The U.S. Dept. of Transportation has released $49.5 million in design funding it froze last year for Seattle's planned Central Link light rail line after DOT's inspector general raised questions about the project's costs and financing.

DOT Secretary Norman Mineta, who announed the release of the design funds on Aug. 21, put a hold on the money for Seattle in April 2001, not long after he became head of the department.

Ron Sims, chairman of Seattle's Sound Transit authority, said, "This is a crystal-clear signal from the federal government that Sound Transit is on track for building Central Link light rail."

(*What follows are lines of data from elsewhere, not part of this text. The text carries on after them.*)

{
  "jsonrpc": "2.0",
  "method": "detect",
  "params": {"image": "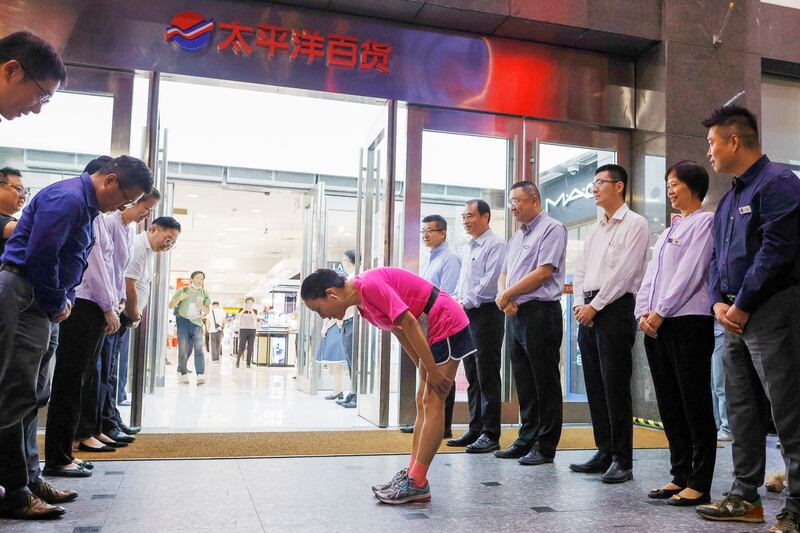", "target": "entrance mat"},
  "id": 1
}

[39,426,667,461]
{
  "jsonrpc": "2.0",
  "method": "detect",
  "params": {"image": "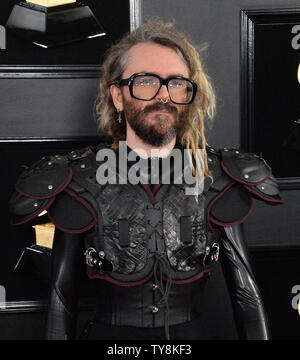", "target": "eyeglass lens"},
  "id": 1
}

[132,75,193,104]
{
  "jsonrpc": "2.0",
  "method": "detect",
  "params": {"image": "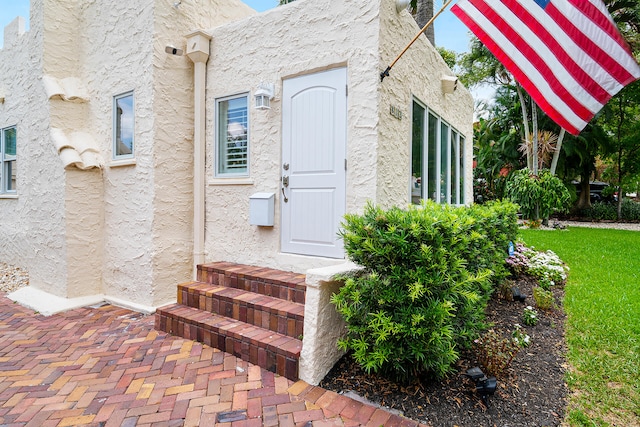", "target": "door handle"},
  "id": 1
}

[282,175,289,203]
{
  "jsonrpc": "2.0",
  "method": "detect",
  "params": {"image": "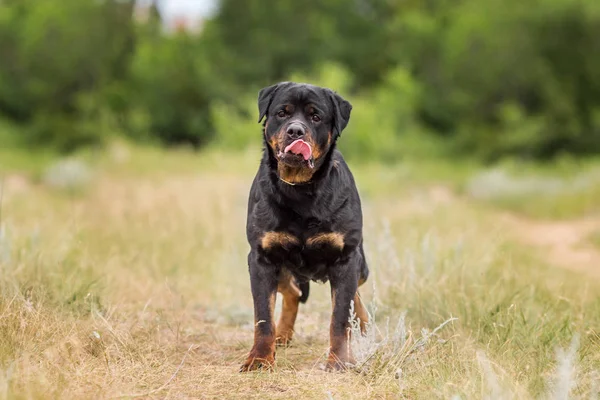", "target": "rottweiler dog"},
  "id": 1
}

[240,82,369,372]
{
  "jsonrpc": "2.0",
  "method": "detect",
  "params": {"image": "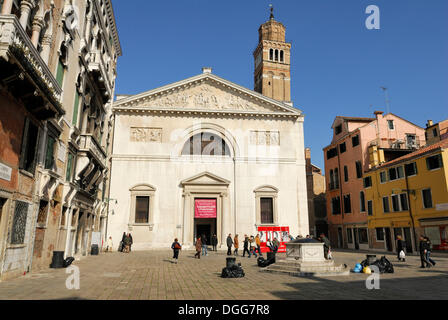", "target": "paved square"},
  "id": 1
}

[0,250,448,300]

Sound Transit had planned a 23.5-mile line that DOT's IG said last year would cost $4.2 billion, up from a $2.5-billion estimate just seven months before. Click here to view map

Last November, the authority's board approved a new plan calling for a 14-mile minimum operating segment, whose capital cost is estimated at $2.07 billion. It would run from downtown Seattle to a point just outside the boundary of Seattle Tacoma International Airport. The light rail vehicles would share the existing downtown Seattle transit tunnel with buses. The line then would be at grade through South Seattle, except for a tunnel under Beacon Hill, and become elevated near the southern end.

In July, Sound Transit submitted a draft application to DOT for a $500-million federal grant, which would cover about 25% of the initial segment's capital cost. So far, the agency has spent $41 million of the $500 million, says Sound Transit spokesman Lee Somerstein.

Besides the Federal Transit Administration's review of the application, Sound Transit's plan will face another DOT IG study. Congress would have to appropriate the funding as well.